Bug 10183 - REGRESSION: obfuscated JS decoding breaks because of soft hyphen removal (Fanfiction.net author pages not listing stories)
: REGRESSION: obfuscated JS decoding breaks because of soft hyphen removal (Fa...
Product: WebKit
Classification: Unclassified
Component: JavaScriptCore
: 420+
: Macintosh Mac OS X 10.4
: P1 Normal
Assigned To: Nobody
: Regression
Depends on:
  Show dependency treegraph
Reported: 2006-08-01 04:46 PDT by Hone Melgren
Modified: 2006-09-25 11:02 PDT (History)
3 users (show)

See Also:

Obsufucated Javascript output decoded (7.24 KB, text/html)
2006-08-22 16:31 PDT, bugzilla
no flags Details
reduced test case (115 bytes, text/html)
2006-08-23 04:21 PDT, Alexey Proskuryakov
no flags Details
proposed fix (59.15 KB, patch)
2006-09-22 13:27 PDT, Alexey Proskuryakov
mjs: review+
Details | Formatted Diff | Diff

Note You need to log in before you can comment on or make changes to this bug.
Description Hone Melgren 2006-08-01 04:46:05 PDT
It would appear that Fanfiction.net have changed how they list the stories on an author's page. It used to work as little as a week ago.
Comment 1 Mark Rowe (bdash) 2006-08-02 00:30:05 PDT
The URL provided currently gives me a server error in both Safari and Firefox.  Will try again later.
Comment 2 bugzilla 2006-08-22 16:31:13 PDT
Created attachment 10172 [details]
Obsufucated Javascript output decoded
Comment 3 bugzilla 2006-08-22 16:33:15 PDT
There seems to be an issue with the "eval" bit on line 13 of the attached HTML file.

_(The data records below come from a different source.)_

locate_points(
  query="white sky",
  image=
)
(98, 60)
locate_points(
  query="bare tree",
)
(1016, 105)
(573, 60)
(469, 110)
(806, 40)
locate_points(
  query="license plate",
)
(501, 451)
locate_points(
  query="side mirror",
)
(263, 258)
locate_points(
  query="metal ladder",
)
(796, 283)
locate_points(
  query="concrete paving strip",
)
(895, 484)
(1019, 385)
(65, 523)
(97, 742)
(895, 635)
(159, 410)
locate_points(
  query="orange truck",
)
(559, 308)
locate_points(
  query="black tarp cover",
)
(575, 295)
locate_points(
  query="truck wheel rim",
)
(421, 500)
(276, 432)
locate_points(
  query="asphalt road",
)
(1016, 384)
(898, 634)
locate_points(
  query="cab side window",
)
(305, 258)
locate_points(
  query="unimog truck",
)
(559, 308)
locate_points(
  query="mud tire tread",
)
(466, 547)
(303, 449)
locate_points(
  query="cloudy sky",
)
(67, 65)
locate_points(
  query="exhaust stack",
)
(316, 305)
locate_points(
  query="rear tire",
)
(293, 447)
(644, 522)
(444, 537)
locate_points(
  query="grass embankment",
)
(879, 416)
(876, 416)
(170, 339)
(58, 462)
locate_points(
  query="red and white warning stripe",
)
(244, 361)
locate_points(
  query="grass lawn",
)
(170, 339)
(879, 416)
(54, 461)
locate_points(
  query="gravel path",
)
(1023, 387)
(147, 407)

The javascript in the attached HTML file is taken from fanfiction.net - this is the bit that prevents the stories list from appearing.
Comment 4 Alexey Proskuryakov 2006-08-23 04:21:54 PDT
Created attachment 10177 [details]
reduced test case
Comment 5 mitz@webkit.org 2006-08-23 07:25:16 PDT
(In reply to comment #4)
> Created an attachment (id=10177) [edit]
> reduced test case

Both TOT and Firefox display the following: **f** (should be **f**), while shipping Safari gives this: **f££ (should be **f**).
Comment 6 Alexey Proskuryakov 2006-08-23 10:52:25 PDT
You are right, I was fooled by similar symptoms in stock and TOT, while the cause is different.

So, this actually looks like a regression from bug 4931 (a string literal here includes a soft hyphen, and removing it breaks decoding).
Comment 7 Alexey Proskuryakov 2006-09-22 13:27:22 PDT
Created attachment 10715 [details]
proposed fix

Some other possible approaches to the problem:
- preserve Cf characters in literals, but strip from code;
- change nothing, and evangelize the site instead.
Comment 8 Maciej Stachowiak 2006-09-23 01:14:10 PDT
Comment on attachment 10715 [details]
proposed fix


It's not worth being technically correct on this point if it's gonna cause compatibility problems. We should let the ECMA committee know so they can fix this for a future version of the spec.
Comment 9 Alexey Proskuryakov 2006-09-23 11:09:55 PDT
Committed revision 16542.
Comment 10 Darin Adler 2006-09-25 10:23:37 PDT
Could we strip out the other Cf characters, and just allow soft hyphen?
Comment 11 Alexey Proskuryakov 2006-09-25 11:02:23 PDT
The soft hyphen is the only Cf character in Latin-1, so making it an exception would probably resolve issues with "binary" strings, such as the one in this bug. However, it is also easy to imagine e.g. RTL/LTR overrides being used in literals.

I guess I just don't get the reason behind this ECMA rule, so I don't see any real benefit in deviating from what other browsers do.